Held across Saturday 17 June and Sunday 18 June, the Conference included a broad range of ‘Urgency Resolutions’, with Urgency Resolution 93 concerning the Western Renewables Link (WRL) specifically.

The motion called on the State Government to move planning, development, and engagement control of the project – which has faced staunch opposition from local communities for around three years – to VicGrid, a body within the Department of Energy, Environment, and Climate Action (DEECA).

It highlighted “critical failures of [AEMO] and AusNet to properly consult with the community”, which community groups such as Stop AusNet’s Towers have formed from the frustrations of.

Ms Haylett, who lives in Creswick, said the process run by AusNet Services and energy market operator AEMO so far for the WRL had failed to “bring communities along for the journey”.

“Transmission line projects need a social licence to be delivered. I am here to tell you that it [the WRL] simply does not have one in my community,” she told the Conference. Following a speech from Victorian Energy Minister Lily D’Ambrosio, the motion was lost.

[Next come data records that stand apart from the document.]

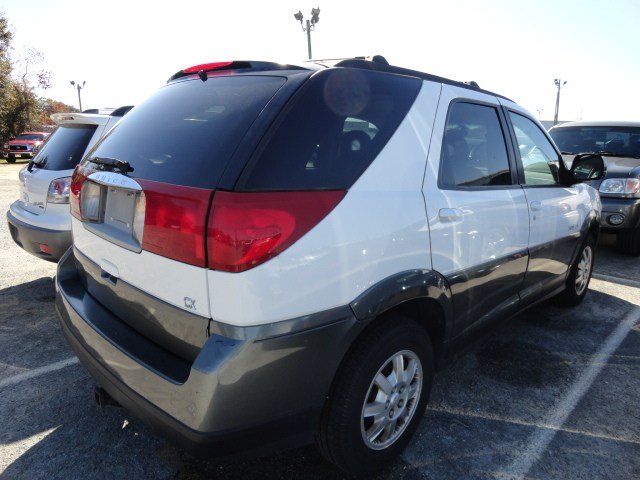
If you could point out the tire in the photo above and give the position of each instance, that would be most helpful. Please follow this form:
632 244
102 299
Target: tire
629 242
347 434
580 275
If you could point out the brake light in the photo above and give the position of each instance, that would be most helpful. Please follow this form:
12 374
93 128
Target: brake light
174 221
247 229
78 178
206 67
59 190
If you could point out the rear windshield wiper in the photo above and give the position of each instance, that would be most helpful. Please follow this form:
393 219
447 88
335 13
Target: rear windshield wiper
121 165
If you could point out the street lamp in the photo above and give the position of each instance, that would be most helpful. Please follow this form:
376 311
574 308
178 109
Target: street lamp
558 83
79 87
315 18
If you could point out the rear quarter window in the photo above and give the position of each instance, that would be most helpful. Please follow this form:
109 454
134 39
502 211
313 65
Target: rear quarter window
331 131
64 149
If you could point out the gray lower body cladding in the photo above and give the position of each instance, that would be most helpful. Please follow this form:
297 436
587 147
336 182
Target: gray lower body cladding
246 394
29 237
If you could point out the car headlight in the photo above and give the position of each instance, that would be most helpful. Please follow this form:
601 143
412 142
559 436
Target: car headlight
620 186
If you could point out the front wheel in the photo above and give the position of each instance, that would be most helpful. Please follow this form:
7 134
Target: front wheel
378 398
579 276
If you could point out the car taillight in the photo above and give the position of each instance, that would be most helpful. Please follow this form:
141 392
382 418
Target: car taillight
171 221
78 178
59 190
247 229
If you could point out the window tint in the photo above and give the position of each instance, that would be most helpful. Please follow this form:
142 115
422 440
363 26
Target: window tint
337 125
539 159
64 150
474 152
186 133
614 140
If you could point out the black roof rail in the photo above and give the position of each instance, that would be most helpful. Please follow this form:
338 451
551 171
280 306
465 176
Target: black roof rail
377 64
121 111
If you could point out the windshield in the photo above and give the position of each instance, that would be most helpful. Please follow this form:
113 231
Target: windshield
64 150
186 133
30 136
619 141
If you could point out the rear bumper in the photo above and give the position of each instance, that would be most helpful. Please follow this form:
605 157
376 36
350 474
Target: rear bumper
628 207
245 395
30 237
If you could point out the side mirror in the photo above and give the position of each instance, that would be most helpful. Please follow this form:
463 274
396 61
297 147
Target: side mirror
586 167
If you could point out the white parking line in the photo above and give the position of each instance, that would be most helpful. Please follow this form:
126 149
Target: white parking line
541 439
36 372
611 279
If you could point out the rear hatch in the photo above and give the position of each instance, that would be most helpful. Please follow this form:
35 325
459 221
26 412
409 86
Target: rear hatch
141 199
57 158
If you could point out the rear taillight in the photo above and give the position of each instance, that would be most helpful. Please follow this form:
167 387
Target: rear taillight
247 229
78 178
59 190
174 221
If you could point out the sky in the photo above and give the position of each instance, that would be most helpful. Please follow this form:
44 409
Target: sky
125 50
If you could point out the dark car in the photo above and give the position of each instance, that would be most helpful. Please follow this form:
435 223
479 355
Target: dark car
24 145
619 145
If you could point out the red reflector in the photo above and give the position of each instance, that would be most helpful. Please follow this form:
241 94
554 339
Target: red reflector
80 174
174 222
247 229
207 67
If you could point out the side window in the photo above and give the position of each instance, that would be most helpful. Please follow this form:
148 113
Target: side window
539 159
474 153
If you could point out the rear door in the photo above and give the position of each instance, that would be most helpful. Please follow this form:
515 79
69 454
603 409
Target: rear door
554 209
476 209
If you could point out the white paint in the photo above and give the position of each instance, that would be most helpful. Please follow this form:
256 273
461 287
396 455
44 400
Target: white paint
611 279
541 439
36 372
377 230
492 223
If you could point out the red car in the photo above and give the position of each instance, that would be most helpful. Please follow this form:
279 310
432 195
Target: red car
24 145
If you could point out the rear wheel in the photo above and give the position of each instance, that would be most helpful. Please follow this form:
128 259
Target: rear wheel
629 242
580 275
378 398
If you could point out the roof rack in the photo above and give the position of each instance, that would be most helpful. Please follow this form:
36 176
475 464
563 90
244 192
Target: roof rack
380 66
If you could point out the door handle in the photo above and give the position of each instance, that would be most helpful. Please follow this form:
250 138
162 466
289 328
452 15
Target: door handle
450 214
536 205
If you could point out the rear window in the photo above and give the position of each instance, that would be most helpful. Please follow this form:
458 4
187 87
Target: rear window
186 133
64 149
334 129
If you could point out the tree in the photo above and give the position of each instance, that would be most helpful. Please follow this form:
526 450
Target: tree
20 108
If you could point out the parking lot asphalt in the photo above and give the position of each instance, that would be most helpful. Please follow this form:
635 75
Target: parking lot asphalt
551 394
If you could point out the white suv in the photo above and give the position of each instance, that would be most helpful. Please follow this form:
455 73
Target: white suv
268 254
39 220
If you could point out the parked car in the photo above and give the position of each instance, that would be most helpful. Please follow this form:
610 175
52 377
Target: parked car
24 146
266 255
39 221
619 145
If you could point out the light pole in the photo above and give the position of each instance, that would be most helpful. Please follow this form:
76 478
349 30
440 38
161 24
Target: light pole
558 83
79 87
311 24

The Moorabool News asked Mr Rae how he felt about the motion being lost, what he told the Conference when voicing his support of the motion, and what reasons those who voted against the motion voiced for doing so, but he declined to comment.

On 8 June this year the State Government took control of planning for future renewable energy projects in Victoria under the ‘Victorian Transmission Investment Framework’ (VTIF), but the framework will not apply to pre-existing plans such as the WRL.